Families provide a primary understanding of how the world works—how to problem-solve, manage finances, express feelings, learn to communicate, and develop relationships with self and others. We mirror these behaviors and often carry them into adulthood, even those that might be harmful or unproductive.  

So how do we develop productive life skills to strengthen and maintain overall military family well-being? It often happens by adapting to challenges and developing life skills such as assertiveness, boundary setting, gratitude, self-care, help seeking behaviors, and setting good examples for others. Healthy military families, in turn, can promote a healthy military community. 
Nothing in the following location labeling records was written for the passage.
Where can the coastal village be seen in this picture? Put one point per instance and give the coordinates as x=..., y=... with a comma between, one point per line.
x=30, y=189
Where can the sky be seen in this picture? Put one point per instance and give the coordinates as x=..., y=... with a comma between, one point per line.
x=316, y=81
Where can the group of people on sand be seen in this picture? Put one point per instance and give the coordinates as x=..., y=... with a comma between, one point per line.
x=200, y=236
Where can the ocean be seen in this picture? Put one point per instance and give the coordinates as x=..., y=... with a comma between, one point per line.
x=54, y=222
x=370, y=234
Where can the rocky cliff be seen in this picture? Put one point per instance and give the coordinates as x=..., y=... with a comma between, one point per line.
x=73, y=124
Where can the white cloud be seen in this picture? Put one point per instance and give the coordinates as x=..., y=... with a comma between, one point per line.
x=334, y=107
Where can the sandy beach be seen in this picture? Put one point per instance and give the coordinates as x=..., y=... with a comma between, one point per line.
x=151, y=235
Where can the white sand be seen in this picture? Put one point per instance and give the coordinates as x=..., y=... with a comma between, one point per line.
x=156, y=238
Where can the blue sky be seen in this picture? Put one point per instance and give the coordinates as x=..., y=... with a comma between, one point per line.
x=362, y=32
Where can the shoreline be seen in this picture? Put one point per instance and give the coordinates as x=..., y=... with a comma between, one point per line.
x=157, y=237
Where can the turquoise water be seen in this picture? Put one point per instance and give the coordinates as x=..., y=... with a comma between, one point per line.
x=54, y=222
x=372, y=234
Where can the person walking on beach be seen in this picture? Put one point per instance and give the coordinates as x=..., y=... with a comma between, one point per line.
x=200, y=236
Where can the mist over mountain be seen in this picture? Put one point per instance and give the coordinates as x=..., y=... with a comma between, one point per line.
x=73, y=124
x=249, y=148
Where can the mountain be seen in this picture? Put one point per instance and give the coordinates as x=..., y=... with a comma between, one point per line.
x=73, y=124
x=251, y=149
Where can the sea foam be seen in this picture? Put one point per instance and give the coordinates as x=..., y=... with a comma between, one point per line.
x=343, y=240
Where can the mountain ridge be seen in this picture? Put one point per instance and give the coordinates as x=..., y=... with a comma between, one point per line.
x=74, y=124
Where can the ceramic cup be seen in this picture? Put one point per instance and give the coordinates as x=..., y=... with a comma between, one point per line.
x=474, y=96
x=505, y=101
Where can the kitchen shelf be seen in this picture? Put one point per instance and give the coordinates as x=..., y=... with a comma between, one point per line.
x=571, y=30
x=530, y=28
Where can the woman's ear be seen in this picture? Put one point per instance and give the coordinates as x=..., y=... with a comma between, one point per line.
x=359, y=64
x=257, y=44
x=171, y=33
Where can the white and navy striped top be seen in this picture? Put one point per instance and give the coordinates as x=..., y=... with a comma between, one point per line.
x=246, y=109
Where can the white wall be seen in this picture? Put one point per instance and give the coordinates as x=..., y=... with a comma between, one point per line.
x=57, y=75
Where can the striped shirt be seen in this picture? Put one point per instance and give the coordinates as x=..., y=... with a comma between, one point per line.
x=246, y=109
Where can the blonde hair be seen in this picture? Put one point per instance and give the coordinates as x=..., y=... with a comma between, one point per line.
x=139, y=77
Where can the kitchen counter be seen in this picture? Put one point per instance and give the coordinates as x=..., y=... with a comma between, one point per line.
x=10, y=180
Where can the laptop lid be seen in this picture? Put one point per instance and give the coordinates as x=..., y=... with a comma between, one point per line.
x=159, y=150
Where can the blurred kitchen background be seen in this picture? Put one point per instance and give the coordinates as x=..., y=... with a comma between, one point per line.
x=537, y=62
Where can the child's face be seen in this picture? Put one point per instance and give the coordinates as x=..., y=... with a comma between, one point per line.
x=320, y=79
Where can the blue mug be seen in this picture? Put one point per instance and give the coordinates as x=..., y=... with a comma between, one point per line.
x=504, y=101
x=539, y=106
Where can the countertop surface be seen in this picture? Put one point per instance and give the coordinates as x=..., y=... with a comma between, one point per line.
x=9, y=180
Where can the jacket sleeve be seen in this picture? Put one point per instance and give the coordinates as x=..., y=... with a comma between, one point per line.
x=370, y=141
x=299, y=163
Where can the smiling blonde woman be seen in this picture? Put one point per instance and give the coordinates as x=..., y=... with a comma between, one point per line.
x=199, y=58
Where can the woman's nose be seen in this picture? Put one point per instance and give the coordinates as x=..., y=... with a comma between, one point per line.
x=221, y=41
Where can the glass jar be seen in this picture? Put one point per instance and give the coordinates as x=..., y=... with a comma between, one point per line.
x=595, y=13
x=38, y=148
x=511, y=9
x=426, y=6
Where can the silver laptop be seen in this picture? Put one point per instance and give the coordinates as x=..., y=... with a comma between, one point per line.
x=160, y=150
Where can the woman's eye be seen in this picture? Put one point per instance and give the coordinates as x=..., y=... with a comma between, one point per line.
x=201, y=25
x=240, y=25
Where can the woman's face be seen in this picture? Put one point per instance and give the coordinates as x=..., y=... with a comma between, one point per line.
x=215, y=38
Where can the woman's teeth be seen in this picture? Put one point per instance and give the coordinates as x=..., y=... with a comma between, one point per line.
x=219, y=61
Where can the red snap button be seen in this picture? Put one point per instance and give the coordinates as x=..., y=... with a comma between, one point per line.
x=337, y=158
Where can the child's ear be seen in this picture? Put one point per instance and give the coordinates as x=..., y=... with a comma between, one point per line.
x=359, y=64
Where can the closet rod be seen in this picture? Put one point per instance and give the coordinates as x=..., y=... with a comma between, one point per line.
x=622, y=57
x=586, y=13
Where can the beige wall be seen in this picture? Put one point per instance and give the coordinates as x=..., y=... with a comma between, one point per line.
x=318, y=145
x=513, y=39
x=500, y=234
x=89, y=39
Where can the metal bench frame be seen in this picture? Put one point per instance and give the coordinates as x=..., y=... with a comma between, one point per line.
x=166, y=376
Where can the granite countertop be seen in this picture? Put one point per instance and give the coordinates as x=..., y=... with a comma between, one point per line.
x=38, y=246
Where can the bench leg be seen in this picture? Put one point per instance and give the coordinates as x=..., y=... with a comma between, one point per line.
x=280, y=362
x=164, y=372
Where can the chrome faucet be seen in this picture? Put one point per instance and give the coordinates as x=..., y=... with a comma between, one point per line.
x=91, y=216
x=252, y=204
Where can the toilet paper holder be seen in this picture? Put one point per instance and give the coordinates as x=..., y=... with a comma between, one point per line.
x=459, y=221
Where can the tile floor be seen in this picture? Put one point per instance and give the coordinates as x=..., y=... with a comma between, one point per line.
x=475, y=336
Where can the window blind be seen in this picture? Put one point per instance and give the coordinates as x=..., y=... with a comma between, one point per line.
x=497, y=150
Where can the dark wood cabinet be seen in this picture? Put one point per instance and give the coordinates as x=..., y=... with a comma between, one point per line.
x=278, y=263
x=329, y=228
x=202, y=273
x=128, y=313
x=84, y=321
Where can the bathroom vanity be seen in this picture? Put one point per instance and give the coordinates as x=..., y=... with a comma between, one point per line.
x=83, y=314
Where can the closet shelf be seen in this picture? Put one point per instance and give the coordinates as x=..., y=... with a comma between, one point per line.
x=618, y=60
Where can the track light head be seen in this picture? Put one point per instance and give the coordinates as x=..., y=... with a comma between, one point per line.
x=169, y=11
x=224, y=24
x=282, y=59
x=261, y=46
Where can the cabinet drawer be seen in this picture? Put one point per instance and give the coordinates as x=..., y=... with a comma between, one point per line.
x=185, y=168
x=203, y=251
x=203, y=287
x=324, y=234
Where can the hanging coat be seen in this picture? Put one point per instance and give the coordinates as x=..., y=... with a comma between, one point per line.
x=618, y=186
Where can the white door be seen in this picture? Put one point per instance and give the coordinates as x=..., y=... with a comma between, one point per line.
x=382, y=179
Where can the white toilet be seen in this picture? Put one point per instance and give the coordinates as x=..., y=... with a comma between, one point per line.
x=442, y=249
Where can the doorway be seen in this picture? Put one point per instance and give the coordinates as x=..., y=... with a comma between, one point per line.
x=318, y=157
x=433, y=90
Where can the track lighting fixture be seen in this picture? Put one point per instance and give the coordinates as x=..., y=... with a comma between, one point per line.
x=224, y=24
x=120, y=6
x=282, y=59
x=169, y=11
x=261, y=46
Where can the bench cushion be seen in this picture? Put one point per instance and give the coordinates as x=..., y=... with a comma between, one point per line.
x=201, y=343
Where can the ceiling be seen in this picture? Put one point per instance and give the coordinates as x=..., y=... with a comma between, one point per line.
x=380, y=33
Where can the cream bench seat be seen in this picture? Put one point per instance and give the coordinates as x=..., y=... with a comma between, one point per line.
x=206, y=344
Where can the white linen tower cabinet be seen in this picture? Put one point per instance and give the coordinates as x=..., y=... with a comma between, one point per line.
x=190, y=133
As military families need help adjusting to parenthood, New Parent Support provides pregnancy, parenting resources, and home visits from birth through age five. To better prepare families and service members for Marine Corps life, both LINKS and Marine Corps Family Team Building provide workshops and resources on deployment, acculturation, and life skills to improve family functioning and adjustment. When experiencing marital conflict, FAP offers programs like “Married and Loving It” to keep  marriage successfully on track.  

Here are other suggestions to strengthen family well-being, build camaraderie, and reduce isolation: 

  • Set aside time for weekly family dinners. Maintain this ritual during deployments. 

  • Host a movie night . 

  • Plan game nights with other military families.  

  • Schedule routine date nights. 

  • Seek volunteer opportunities as a family or group of friends to share talents and skills in the civilian community.